SE-0368: StaticBigInt

Douglas_Gregor · 2022-08-02T22:52:21.122Z

Hello Swift community,

The review of SE-0368 "StaticBigInt" begins now and runs through August 16, 2022.

Reviews are an important part of the Swift evolution process. All review feedback should be either on this forum thread or, if you would like to keep your feedback private, directly to the review manager. When emailing the review manager directly, please keep the proposal link at the top of the message.

What goes into a review?

The goal of the review process is to improve the proposal under review through constructive criticism and, eventually, determine the direction of Swift. When writing your review, here are some questions you might want to answer in your review:

What is your evaluation of the proposal?
Is the problem being addressed significant enough to warrant a change to Swift?
Does this proposal fit well with the feel and direction of Swift?
If you have used other languages or libraries with a similar feature, how do you feel that this proposal compares to those?
How much effort did you put into your review? A glance, a quick reading, or an in-depth study?

More information about the Swift evolution process is available at

https://github.com/apple/swift-evolution/blob/main/process.md

Thank you,

Doug Gregor
Review Manager

allevato · 2022-08-02T23:24:07.846Z

This looks great overall and resolves a real limitation for folks doing low-level numerics work.
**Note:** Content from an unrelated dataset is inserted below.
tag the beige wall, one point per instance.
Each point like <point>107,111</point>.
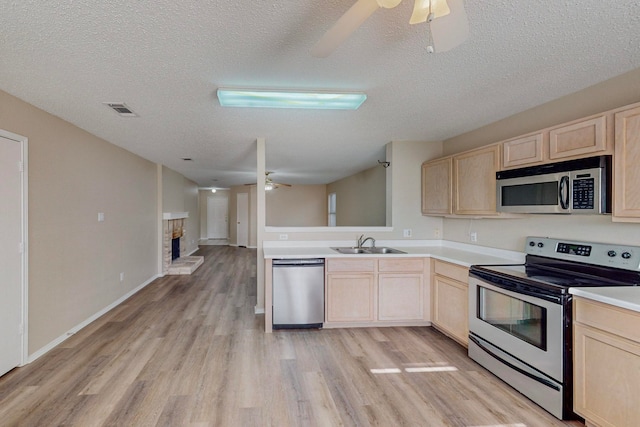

A couple questions about finer details:

The proposal states:

The implementation of init(integerLiteral:) must avoid calling APIs that may use Self -typed literals, which would trigger infinite recursion.

Can we detect this in the compiler and make it an error with an appropriate diagnostic like error: Using a literal of type $TYPE_NAME in its own literal initializer would cause infinite recursion?

  /// Returns the given value unchanged.
  public static prefix func + (_ rhs: Self) -> Self

Does this operator exist only to provide symmetry with negative literals, as pointed out by the inconsistency in the Future Directions section?

Just to clarify the behavior of this operator, since all the examples in its doc comment use UInt64:

public subscript<Element>(_ index: Int) -> Element

This isn't restricted to UInt64, right? If I coerced the results to UInt8, I'd get byte-sized slices of the integer, for example?

Should we change the signature of this to be:

public subscript<Element>(_ index: Int, as type: Element.Type = Element.self) -> Element

so that users have a choice in writing this instead?

let value: StaticBigInt = ...
_ = value[0] as UInt64
_ = value[0, as: UInt64.self]

AFAICT, it's more common in the standard library to not rely only on return type coercion but instead allow the option of feeding the type in as an optional argument (last time I checked, only numericCast didn't permit that).

tbkka · 2022-08-02T23:33:25.904Z

This looks good. I'm especially happy that you didn't try to also solve the similar (but considerably more intricate) FP literal problems at the same time. ;-)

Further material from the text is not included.